United States Declaration of Independence

04/07/1776
1823 facsimile of the engrossed copy
Declaration of Independence / Artist: John Trumbull
America the Story of Us: Declaration of Independence | History

The United States Declaration of Independence (formally The unanimous Declaration of the thirteen united States of America) is the pronouncement adopted by the Second Continental Congress meeting in Philadelphia, Pennsylvania, on July 4, 1776. The Declaration explained why the Thirteen Colonies at war with the Kingdom of Great Britain regarded themselves as thirteen independent sovereign states, no longer under British rule. With the Declaration, these new states took a collective first step toward forming the United States of America. The declaration was signed by representatives from New Hampshire, Massachusetts Bay, Rhode Island, Connecticut, New York, New Jersey, Pennsylvania, Maryland, Delaware, Virginia, North Carolina, South Carolina, and Georgia.

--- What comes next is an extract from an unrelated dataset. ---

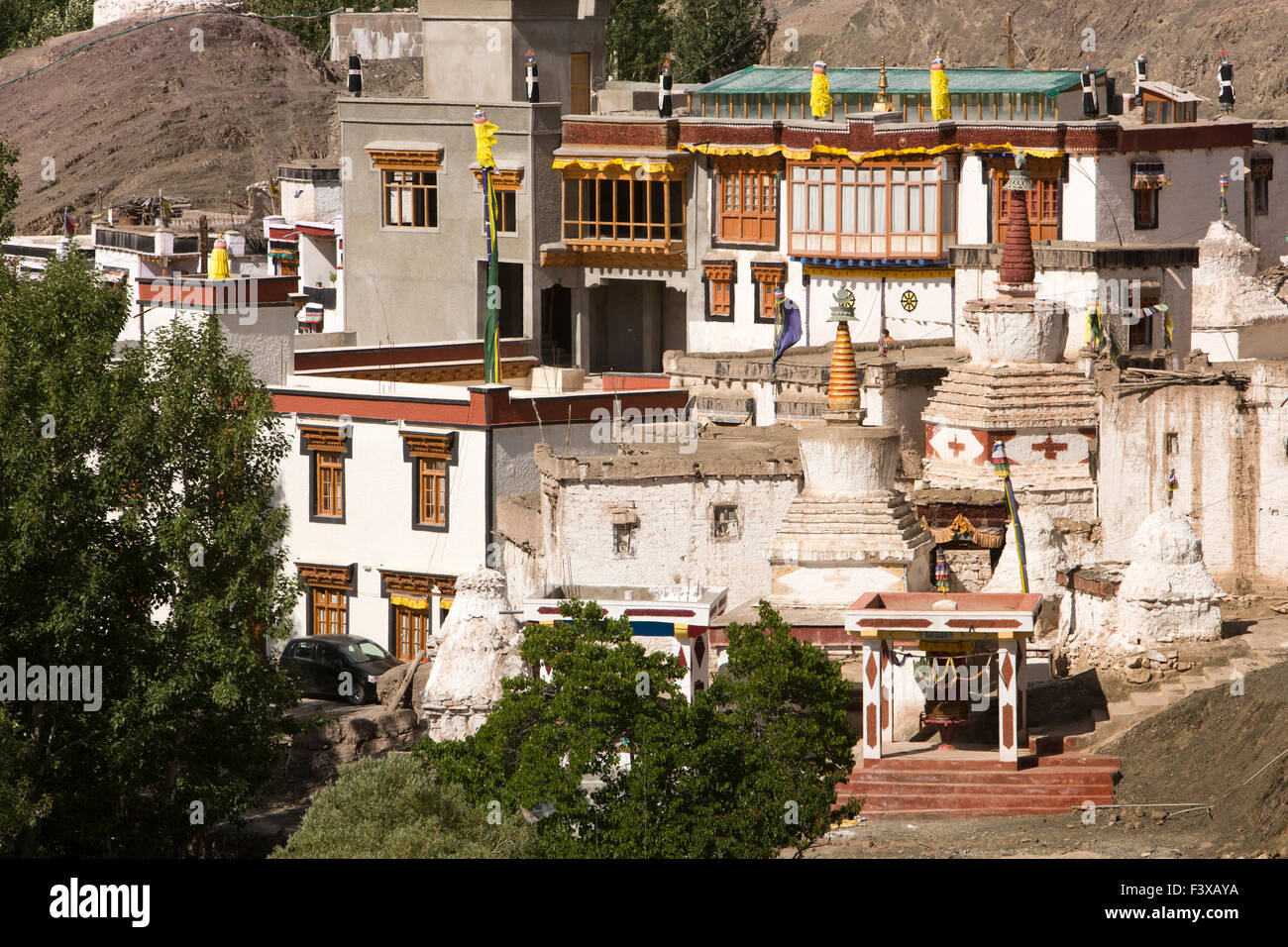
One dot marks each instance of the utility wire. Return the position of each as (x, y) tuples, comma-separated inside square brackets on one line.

The Lee Resolution for independence was passed by the Second Continental Congress on July 2 with no opposing votes. The Committee of Five had drafted the Declaration to be ready when Congress voted on independence. John Adams, a leader in pushing for independence, had persuaded the committee to select Thomas Jefferson to compose the original draft of the document, which Congress edited to produce the final version. The Declaration was a formal explanation of why Congress had voted to declare independence from Great Britain, more than a year after the outbreak of the American Revolutionary War. Adams wrote to his wife Abigail, "The Second Day of July 1776, will be the most memorable Epocha, in the History of America" – although Independence Day is actually celebrated on July 4, the date that the wording of the Declaration of Independence was approved.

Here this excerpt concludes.